1. You may have an ulcer and not know it

Many older adults with an ulcer have few or no symptoms. And for adults who do have symptoms, they can vary. The most common symptoms are abdominal pain, heartburn and the sensation of acid backing up into the throat. Other symptoms can include bloating, a feeling of fullness, hunger and belching. Pain symptoms are often described as a burning or gnawing in the stomach.

Ulcers that form in the small intestine tend to cause more consistent pain, often appearing mid-morning and recurring about two to three hours after a meal. Pain from stomach ulcers often doesn’t follow a consistent pattern, according to the Merck Manual and the Icahn School of Medicine at Mount Sinai.

2. Stress isn’t behind the disease

Stress doesn’t cause peptic ulcers. However, it can make your symptoms worse, according to the Mayo Clinic.
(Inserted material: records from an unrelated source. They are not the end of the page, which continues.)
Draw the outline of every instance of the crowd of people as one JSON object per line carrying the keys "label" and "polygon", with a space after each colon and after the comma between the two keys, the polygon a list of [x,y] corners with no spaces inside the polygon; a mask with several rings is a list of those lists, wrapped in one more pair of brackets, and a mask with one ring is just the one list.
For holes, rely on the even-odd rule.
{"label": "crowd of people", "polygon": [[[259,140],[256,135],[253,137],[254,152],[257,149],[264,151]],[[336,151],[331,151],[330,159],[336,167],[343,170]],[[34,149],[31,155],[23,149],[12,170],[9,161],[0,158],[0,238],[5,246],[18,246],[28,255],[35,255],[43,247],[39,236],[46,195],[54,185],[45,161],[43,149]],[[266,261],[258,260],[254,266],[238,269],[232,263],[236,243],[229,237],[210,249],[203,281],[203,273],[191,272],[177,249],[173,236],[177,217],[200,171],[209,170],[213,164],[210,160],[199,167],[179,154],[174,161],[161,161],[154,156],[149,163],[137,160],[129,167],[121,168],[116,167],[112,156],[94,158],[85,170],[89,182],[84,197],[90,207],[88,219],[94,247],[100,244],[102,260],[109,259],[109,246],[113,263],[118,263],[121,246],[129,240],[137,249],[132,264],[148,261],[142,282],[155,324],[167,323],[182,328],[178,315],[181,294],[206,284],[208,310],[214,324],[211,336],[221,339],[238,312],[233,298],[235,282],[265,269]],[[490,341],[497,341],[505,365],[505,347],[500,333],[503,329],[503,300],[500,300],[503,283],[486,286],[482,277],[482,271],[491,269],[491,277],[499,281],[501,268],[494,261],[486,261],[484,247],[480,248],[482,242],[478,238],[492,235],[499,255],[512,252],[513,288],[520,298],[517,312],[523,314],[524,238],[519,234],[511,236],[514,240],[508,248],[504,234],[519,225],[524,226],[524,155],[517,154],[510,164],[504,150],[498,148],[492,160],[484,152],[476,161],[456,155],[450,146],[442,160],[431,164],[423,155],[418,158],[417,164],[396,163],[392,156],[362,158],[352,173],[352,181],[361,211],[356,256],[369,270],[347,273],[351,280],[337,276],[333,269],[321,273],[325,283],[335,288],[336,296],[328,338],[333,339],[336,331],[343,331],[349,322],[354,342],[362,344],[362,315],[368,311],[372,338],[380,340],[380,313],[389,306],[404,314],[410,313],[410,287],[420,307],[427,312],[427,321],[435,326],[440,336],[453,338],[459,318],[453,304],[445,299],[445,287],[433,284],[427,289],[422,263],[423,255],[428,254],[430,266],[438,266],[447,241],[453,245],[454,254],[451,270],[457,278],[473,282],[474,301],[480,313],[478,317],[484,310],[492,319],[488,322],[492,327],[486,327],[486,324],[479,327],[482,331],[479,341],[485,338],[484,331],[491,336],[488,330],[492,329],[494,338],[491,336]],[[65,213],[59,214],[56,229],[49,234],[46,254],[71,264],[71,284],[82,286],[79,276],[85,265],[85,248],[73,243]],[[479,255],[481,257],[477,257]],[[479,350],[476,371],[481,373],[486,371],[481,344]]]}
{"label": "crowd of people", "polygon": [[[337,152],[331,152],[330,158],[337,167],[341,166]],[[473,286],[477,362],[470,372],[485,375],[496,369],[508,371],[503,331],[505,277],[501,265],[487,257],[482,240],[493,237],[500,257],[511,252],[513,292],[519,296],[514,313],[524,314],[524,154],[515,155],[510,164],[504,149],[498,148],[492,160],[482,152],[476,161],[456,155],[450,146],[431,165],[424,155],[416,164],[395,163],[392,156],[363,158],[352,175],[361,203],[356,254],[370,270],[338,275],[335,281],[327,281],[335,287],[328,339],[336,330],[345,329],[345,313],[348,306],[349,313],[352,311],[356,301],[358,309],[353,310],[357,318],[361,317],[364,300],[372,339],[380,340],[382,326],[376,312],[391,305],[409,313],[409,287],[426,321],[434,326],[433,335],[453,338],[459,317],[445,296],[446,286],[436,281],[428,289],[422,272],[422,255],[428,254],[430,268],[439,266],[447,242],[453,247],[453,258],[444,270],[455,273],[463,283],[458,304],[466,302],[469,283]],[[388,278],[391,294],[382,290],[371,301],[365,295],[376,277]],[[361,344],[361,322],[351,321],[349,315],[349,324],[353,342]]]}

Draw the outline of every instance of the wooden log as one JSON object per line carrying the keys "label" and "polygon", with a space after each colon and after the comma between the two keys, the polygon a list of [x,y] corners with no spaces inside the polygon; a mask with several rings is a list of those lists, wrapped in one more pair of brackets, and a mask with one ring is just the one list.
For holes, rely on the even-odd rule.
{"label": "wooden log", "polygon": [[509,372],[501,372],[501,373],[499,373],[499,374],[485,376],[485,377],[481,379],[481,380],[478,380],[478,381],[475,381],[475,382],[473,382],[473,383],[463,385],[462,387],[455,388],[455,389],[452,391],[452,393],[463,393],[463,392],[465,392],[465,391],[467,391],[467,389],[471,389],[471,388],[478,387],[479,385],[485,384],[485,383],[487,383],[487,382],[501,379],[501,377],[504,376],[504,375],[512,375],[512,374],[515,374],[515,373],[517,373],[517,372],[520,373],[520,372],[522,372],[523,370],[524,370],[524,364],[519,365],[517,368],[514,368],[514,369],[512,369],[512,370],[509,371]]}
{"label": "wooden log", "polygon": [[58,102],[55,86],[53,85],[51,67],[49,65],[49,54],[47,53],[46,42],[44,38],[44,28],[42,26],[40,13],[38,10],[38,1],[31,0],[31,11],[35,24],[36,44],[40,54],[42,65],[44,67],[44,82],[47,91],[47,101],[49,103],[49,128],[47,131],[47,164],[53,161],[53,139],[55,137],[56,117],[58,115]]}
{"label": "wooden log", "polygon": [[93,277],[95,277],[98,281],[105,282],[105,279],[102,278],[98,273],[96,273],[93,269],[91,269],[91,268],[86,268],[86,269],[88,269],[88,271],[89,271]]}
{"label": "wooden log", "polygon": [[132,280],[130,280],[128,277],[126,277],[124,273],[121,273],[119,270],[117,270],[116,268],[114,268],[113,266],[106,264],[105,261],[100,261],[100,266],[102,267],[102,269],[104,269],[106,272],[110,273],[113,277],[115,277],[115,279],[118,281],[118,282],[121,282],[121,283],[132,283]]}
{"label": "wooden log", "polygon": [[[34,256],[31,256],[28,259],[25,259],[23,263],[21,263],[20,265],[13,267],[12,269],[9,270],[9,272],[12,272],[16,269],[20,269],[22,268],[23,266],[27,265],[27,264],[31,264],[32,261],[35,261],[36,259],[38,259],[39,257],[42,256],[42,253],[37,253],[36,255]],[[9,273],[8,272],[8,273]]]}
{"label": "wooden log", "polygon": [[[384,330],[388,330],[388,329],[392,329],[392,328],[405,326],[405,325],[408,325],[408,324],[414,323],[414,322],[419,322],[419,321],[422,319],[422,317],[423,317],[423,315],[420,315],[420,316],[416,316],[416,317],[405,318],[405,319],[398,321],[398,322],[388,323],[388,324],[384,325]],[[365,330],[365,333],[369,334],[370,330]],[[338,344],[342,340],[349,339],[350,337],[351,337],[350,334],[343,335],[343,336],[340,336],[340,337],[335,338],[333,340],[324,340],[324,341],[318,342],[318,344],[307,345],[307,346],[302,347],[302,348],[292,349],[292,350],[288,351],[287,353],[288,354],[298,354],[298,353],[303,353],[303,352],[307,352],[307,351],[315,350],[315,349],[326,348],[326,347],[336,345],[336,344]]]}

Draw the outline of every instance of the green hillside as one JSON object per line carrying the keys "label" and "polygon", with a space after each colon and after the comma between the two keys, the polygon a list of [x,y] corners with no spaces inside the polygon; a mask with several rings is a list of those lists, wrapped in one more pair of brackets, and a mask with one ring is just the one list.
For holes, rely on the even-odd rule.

In most cases, peptic ulcers are caused by a bacterial infection from Helicobacter pylori that can sometimes cause inflammation of the stomach’s inner layer, producing an ulcer. The bacterium causes 90 percent of small intestine ulcers and 70 to 90 percent of stomach ulcers, according to the NIH.

The second most common cause of ulcers is long-term use of nonsteroidal anti-inflammatory drugs (NSAIDs), which can lead to a decrease in the gastric mucus that helps protect the inner lining of the stomach and small intestine. Women and older adults seem to be more susceptible to this, according to Harvard Medical School.

3. Some are more at risk than others

Peptic ulcer disease can occur at any age, though it is rare in children. Men are more likely than women to develop the disease. The risk of an ulcer in the first segment of the small intestine, or duodenum, is greatest among those ages 55 to 65.

People with rheumatoid arthritis, chronic low back pain, fibromyalgia and chronic headaches who use high doses of NSAIDs over an extended period are at higher risk of developing peptic ulcer disease. But anyone who uses NSAIDs, such as aspirin, ibuprofen or naproxen, is also at risk for gastrointestinal problems.

4. Signs you may need to see a doctor

If you are experiencing heartburn or mild abdominal pain, over-the-counter antacids and acid blockers may relieve your symptoms. If the pain returns, you should seek medical attention, according to the Mayo Clinic. If you have ulcer symptoms or feel dizzy or lightheaded, you should also see a doctor, according to Penn Medicine.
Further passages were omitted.